Un padre se queja frente al televisor porque el equipo de fútbol del que es hincha está perdiendo. Su hijo le pregunta: “Papá, ¿los árbitros meten muchos goles?”. “No, hijo, ¿cómo se te ocurre?”. El chico le contesta: “Es que siempre dices que perdieron por culpa del árbitro”.
No entiendo por qué alguien quisiera ser árbitro. Si gana tu equipo, nadie se acuerda de él. Pero si pierde se acuerdan de él y de toda su familia. Y es de esperar que los equipos malos se quejen más del árbitro que los equipos buenos. Lo culpan de todos sus errores.
Un equipo que siempre pierde y es incapaz de mejorar quisiera poder influir en el árbitro. Sería perfecto que sea elegido por los hinchas del equipo y que si decide algo en contra de sus intereses, pueda ser sancionado por un comité de disciplina nombrado por el presidente del club. Pero con ello se desvirtuaría todo el juego. Sin imparcialidad no hay árbitro.
Hace unos años el Estado Peruano tomó una decisión reconocida internacionalmente como innovadora y moderna. Decidió que las controversias derivadas de contratos del Estado quedarían sujetas a arbitraje. Fue un gran avance. Se aceleraron los procesos y la calidad de la discusión mejoró y se hizo más técnica y sofisticada.
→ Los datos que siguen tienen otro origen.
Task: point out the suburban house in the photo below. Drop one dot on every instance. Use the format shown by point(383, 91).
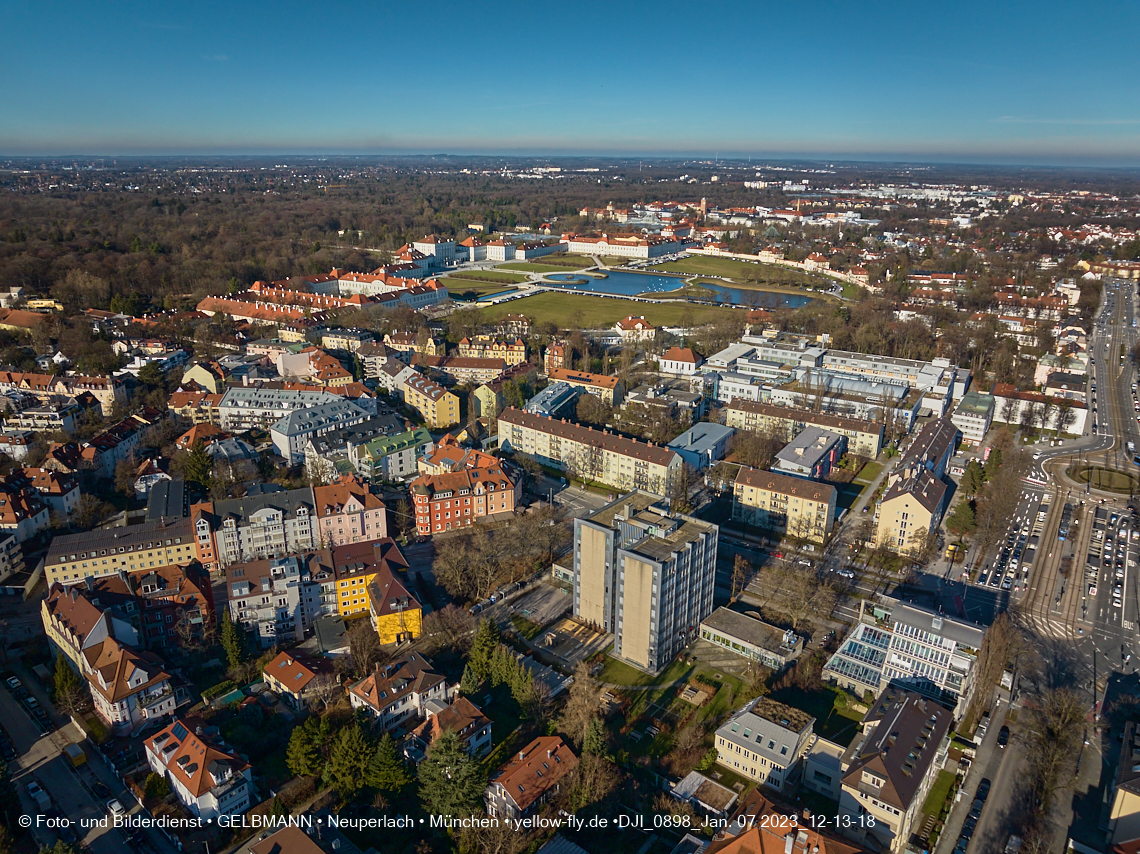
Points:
point(209, 781)
point(529, 779)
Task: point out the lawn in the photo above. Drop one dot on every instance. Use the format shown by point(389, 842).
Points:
point(833, 721)
point(524, 627)
point(938, 794)
point(531, 267)
point(467, 290)
point(597, 311)
point(506, 278)
point(743, 271)
point(869, 472)
point(619, 673)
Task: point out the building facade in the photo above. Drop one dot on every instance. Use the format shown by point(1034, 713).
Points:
point(644, 575)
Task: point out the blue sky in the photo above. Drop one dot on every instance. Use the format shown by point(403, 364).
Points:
point(999, 82)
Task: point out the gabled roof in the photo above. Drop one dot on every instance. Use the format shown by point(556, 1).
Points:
point(535, 770)
point(408, 675)
point(193, 762)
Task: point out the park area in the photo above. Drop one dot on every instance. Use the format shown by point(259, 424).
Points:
point(597, 311)
point(743, 273)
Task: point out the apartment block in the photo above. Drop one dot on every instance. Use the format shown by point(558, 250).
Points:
point(437, 406)
point(72, 558)
point(783, 504)
point(589, 454)
point(644, 575)
point(888, 770)
point(765, 741)
point(864, 438)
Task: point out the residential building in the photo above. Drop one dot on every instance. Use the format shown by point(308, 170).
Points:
point(462, 369)
point(555, 400)
point(209, 780)
point(608, 389)
point(268, 598)
point(702, 445)
point(783, 504)
point(259, 408)
point(398, 692)
point(635, 327)
point(558, 355)
point(588, 454)
point(348, 511)
point(59, 417)
point(74, 624)
point(393, 374)
point(268, 522)
point(60, 389)
point(487, 347)
point(530, 779)
point(760, 827)
point(458, 498)
point(296, 676)
point(644, 575)
point(395, 612)
point(462, 717)
point(813, 454)
point(356, 567)
point(162, 607)
point(391, 457)
point(293, 431)
point(11, 558)
point(912, 648)
point(680, 362)
point(974, 415)
point(373, 355)
point(437, 406)
point(72, 558)
point(864, 438)
point(409, 342)
point(667, 403)
point(751, 637)
point(889, 769)
point(765, 741)
point(129, 689)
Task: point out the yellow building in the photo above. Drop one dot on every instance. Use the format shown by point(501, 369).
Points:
point(437, 406)
point(910, 509)
point(783, 504)
point(135, 547)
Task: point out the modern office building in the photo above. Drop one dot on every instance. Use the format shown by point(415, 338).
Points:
point(645, 575)
point(909, 647)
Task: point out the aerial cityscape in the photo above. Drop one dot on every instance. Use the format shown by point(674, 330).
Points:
point(401, 456)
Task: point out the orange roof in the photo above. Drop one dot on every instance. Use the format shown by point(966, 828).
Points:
point(194, 763)
point(115, 671)
point(205, 433)
point(580, 377)
point(347, 495)
point(535, 770)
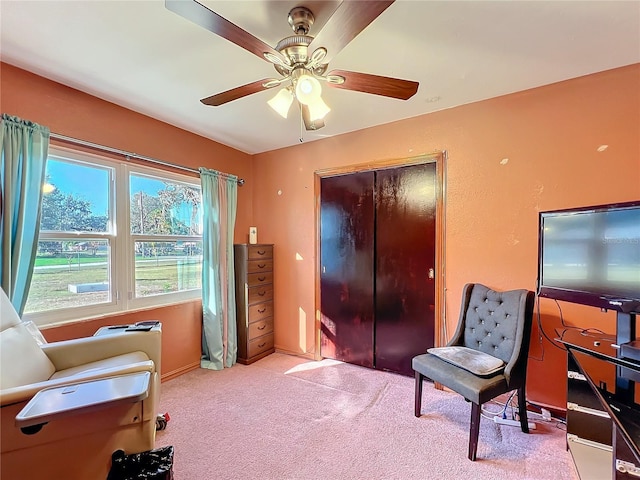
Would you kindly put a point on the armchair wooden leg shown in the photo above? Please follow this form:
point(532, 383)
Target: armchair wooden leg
point(522, 409)
point(474, 430)
point(418, 401)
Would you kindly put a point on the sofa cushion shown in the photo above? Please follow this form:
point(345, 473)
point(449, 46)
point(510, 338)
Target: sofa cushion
point(474, 361)
point(117, 361)
point(22, 361)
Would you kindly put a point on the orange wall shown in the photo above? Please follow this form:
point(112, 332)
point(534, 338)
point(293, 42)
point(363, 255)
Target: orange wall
point(508, 158)
point(549, 135)
point(72, 113)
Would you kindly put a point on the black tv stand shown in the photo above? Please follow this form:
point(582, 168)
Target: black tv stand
point(625, 327)
point(603, 402)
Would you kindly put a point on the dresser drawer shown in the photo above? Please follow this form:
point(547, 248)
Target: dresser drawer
point(260, 344)
point(260, 251)
point(260, 310)
point(259, 266)
point(261, 327)
point(261, 293)
point(259, 278)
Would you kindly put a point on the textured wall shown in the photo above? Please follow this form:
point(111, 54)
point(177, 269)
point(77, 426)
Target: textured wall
point(72, 113)
point(508, 158)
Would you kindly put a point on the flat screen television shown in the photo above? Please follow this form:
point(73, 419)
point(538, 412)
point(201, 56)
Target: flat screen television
point(591, 256)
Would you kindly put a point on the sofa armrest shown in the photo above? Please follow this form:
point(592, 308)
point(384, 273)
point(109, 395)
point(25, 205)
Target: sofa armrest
point(24, 393)
point(71, 353)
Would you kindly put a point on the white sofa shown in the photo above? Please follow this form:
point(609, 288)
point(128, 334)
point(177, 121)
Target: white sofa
point(79, 444)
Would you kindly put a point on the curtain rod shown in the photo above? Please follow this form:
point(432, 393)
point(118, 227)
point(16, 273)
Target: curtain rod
point(96, 146)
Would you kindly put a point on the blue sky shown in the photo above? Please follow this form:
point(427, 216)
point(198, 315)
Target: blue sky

Pero el Estado se comporta como el niño picón dueño de la pelota que, si no lo dejan ganar, se va con su pelota a otro lado. Como el niño no sabe jugar bien, trata de manipular al árbitro. No solo escoge su equipo, sino que decide quién va a arbitrar y qué le pasará si no permite que su equipo gane.
Así hemos asistido por años a una escalada continua de piconería del Estado para portarse como el niño de la pelota. Ha hecho todos los esfuerzos para establecer reglas que conduzcan a los árbitros a darles la razón. Y esa escalada se ha consumado con la aprobación de la nueva Ley de Contrataciones.
No creo que el Estado pierda más arbitrajes que los que perdía en juicios. Pero, al menos en mi experiencia, buena parte de los casos que pierde no tienen nada que ver con el árbitro. El Estado ejecuta pésimo sus contratos. Es arbitrario y prepotente. Cambia un funcionario en la entidad y esta le pide cupo a la empresa para no resolverle el contrato o reconocerle sus derechos. Y además ejecuta las cosas con los pies. Las pruebas lo condenan. Su conducta en la cancha es como la de ‘Kukín’ Flores.
Pero además suele defenderse pésimo. No es extraño que nombre malos árbitros. Más de una vez me ha tocado un árbitro desconocido en un caso grande. Es pasivo y no se mete en el caso. Pareciera que el funcionario que lo designó escogió a su amigote a condición de que reparta el honorario que recibirá.
Pero como los tribunales arbitrales no deciden siempre como el Estado quiere, se ha dedicado a “estatizar” a los árbitros. Les pone requisitos, como ser expertos en derecho administrativo, que es casi como pedir que el árbitro de fútbol sea hincha de un equipo. Solo se pueden nombrar árbitros de un registro del Estado. Y en el colmo del desparpajo, se sujeta al árbitro a un consejo de ética nombrado por tres ministerios (es decir, por una de las partes, el Estado). Es casi como poner a Alfredo González en el comité de disciplina de un árbitro en un partido de la ‘U’.
¿Que el arbitraje es malo para el Estado? Eso no es cierto. Al Perú le va muy bien en otro sistema de arbitraje: el de inversiones, que suele verse en el Ciadi. El país ha ganado casi todos sus casos. Pero allí hizo lo contrario a lo que ha hecho con el arbitraje de contratación pública. En lugar de tratar de presionar al árbitro, armó un buen equipo. Creó una comisión que organiza la defensa y contrata a los mejores abogados del mundo para ver sus casos.
Y es que si se quiere ser campeón, es mala estrategia comprar árbitros. La mejor estrategia es jugar bien y tener un buen equipo. Si no el Estado va a terminar como Brasil.